Luxaria SelesThe one who documents her infection online had to get an official letter from her surgeon after having facial feminization surgery abroad to explain why she might look different from her passport photo.

“Although the letter was absolutely beneficial to my travels, it also left me out of border control, security, and airport staff,” she tells me. “I couldn’t travel through a country where it was illegal to be trans without being detained, and that’s an incredibly insidious idea. Being trans is beautiful but it can cost a lot.”

Although it is unusual for LGBTQ+ tourists to be arrested overseas, it is not entirely unheard of.

For example, the United Arab Emirates has a history of arresting transgender tourists and those deemed to be “cross-dressing”. This includes the arrest of trans women from Singapore and a British man detained for wearing skinny jeans.

there was another Jail sentence for just touching another man’s hip,

The journey can be even more difficult for strange people of color; Where white LGBTQ+ tourists may be turned a blind eye, people from ethnic minority backgrounds may be at greater risk.

right now, Queer Asian TikToker Silovesfrogs Shares Their Experience He travels to Paris with his partner, only to have the trip shortened after “horrific behavior” and met with “ridicule and harassment” on several occasions.

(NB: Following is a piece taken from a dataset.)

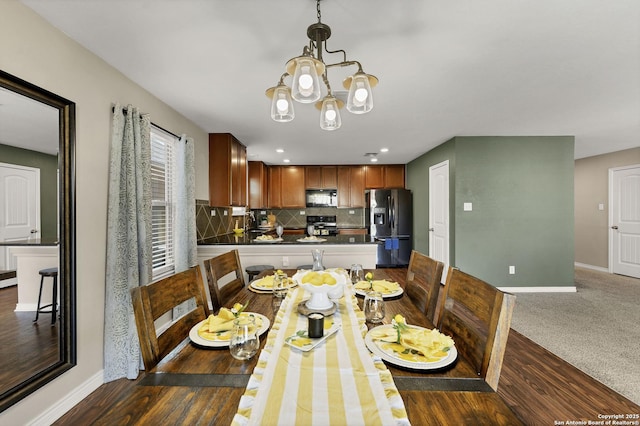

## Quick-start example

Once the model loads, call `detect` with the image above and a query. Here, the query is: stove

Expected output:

“The worst part of all this is that it was ultimately amazing,” she said in an emotional video voiceover. “Even after living in several progressive areas, I have been harassed for my appearance, my race, my gender. I had visited Paris in Europe before and experienced a ton of anti-Asian rhetoric. ,

She said she was not sharing the experience to cause inconvenience, but just to “warn any openly queer people of color, especially if you’re traveling as a couple, anywhere. To be more vigilant about the dangers of traveling.”

Black LGBTQ+ travel writer Kwin Mosby noted: “I’ve noticed I get profiled and out of line, while my white co-workers glide casually easily.”

Although he also recognizes his privilege as a cis man.

“My counterparts of color – who are black and identify as gay, trans, or non-binary – are more likely to face greater scrutiny when traveling. Its drawbacks to traveling as an LGBTQ+ group or couple Because you have to restrain public displays of affection or be more reserved in places that may not be gay-friendly.”

These concerns for LGBTQ+ travelers are not limited to the legality of the countries we visit. A recent study by Booking.com shows that 71 percent of LGBTQ+ people have had less than welcoming experiences while traveling.

Even places with a positive legal track record can have cultural differences that can make us a target just by being ourselves. For example, during a recent holiday romance with a guy in Romania, I was told that it was not safe to hold his hand in public; And in Slovenia, I was kicked out of a “gay friendly” nightclub when security saw me kissing another man.

“We don’t do that here,” we were told after parting ways and shown the door.

LGBTQ+ rights exist and are upheld in both of those countries, but official laws don’t always match local people’s perspectives. Even at home in the UK, I get used to the occasional unwanted glance, but when traveling in an unfamiliar place, it can be difficult to ascertain whether those forms may turn violent.

That being said, there are certainly many surprisingly accepting cultures around the world. Countries like South Africa, Mexico and Thailand have made me feel nothing but welcome, and it is always my advice to travel to countries where LGBTQ+ people are accepted in the eyes of the people and the law.

But if, like me, your dream is to visit every country in the world?

Until we see dramatic improvements on a global scale, the sad truth is that we may have to put those dreams on hold.